А она все равно срывала для него.
Ну не хочет он!..
Роса каплет с листьев, влажно в утреннем августовском саду, чуть поредевшем в предчувствии близкой осени, порыжевшем. Малина уже почти сошла, но кое-где нет-нет и попадется еще, остатки былой роскоши. Он бродит меж деревьев и кустов, задевает изредка ветки. Весело, радужно искрятся на солнце капли.
Если бы кто подошел к нему и протянул на ладони пару-тройку ягод, он бы, скорей всего, и не отказался. Соизволил бы принять подношение, осторожно взял пальцами или прямо губами, чтобы не пачкаться. Но никто не приносит, никто не протягивает, никто не ищет его в саду – жена там, возле дома, занята чем-то своим. Дуется на него со вчерашнего: не пошел с ней в лес за грибами. Дети куда-то уже ушмыгнули – у них свои игры. Он может спокойно бродить, просто так, глядя на высоко синеющее небо, на чуть тронутые августовскими первыми утренниками листья.

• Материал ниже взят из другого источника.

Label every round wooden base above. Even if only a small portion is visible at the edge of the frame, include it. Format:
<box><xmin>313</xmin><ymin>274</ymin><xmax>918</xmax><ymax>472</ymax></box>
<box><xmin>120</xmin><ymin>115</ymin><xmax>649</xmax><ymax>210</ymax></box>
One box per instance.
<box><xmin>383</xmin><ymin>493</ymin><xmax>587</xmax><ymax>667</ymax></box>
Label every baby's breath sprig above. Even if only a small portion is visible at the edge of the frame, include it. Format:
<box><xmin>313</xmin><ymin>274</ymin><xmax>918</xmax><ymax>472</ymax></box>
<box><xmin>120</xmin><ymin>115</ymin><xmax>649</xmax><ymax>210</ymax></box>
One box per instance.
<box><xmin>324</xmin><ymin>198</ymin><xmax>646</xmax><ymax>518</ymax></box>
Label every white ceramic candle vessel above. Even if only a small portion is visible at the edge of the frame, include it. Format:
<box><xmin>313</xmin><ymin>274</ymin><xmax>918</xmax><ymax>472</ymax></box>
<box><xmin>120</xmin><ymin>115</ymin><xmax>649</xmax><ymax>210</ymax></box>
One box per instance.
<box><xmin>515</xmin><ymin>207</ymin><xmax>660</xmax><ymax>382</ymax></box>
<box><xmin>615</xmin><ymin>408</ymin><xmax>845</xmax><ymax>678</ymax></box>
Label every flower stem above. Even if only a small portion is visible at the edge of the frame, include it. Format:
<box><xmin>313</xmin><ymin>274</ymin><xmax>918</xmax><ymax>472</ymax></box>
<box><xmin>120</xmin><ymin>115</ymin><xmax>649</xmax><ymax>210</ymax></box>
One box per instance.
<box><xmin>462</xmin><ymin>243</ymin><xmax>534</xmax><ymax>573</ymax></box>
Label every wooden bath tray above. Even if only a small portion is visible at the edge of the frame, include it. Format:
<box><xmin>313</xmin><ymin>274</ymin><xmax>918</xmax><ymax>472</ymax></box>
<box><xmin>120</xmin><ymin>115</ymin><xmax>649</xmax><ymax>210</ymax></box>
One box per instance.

Никто его не ищет и не зовет, и он вдруг чувствует себя потерянным. Как в детстве, когда заблудишься в лесу и долго кружишь там, пока не выйдешь, наконец, на знакомую тропинку.
Проходя мимо малинника, он срывает одну, другую, третью ягоду, но не кладет в рот, а так и держит на ладони, ощущая влажное прикосновение. Он смотрит на них с некоторым недоумением и даже растерянностью, словно не знает, что с ними делать, странная такая тяжесть в руке (не от малины же). И раскрытая ладонь – будто не его. Он идет к дому, рядом с которым сидит на скамейке жена и, низко наклонив голову, читает книжку, волосы спадают на лоб, заслоняют-затеняют лицо. Он останавливается перед ней и молча стоит так, в ожидании, когда она оторвется от чтения, поднимет к нему задумчивое тихое лицо, вся еще там, в книге, и снова проскользнет тень вчерашней обиды, что не пошли за грибами, детская такая обида.
Ну да, детская.
И лицо у нее такое же детское.
А у него все та же странная тяжесть в руке, в горсти влажные ягоды. И вот он, глядя в ее серые глаза, протягивает с самым серьезным видом руку: на ладони несколько крупных ноздреватых темно-красных ягод. Сок растекся по коже бардовыми пятнами.
– Возьми, – говорит он. – Очень вкусная.
В лице ее недоумение, потом оно неожиданно проясняется, словно лучик солнца скользнул. Он пересыпает ягоды ей в ладонь, а последнюю, прилипшую, подносит прямо к ее губам. Теплое, влажное прикосновение – будто теленок ткнулся.
Пуста ладонь, только свежий рубиновый след посередке.
Свадьба
На свадьбе пели ангелы.
Они пели много часов подряд, пока народ веселился, а заветрившиеся губы жениха и невесты все еще сладко сливались при криках «Горько!». Все это запечатлевалось на пленку, аппарат в умелых руках увековечивал каждое мгновение зарождающегося счастья. Вид у новобрачных был слегка ошалелый, слегка утомленный, но пока еще торжественный. Кое-кто из гостей уже поклевывал носом, низко склоняясь к тарелке и едва не задевая остатки деликатесов, кое-кто, забыв про «горько» и отвернувшись, спорил о политике, а кто-то азартно выделывал коленца под громкую музыку магнитофона.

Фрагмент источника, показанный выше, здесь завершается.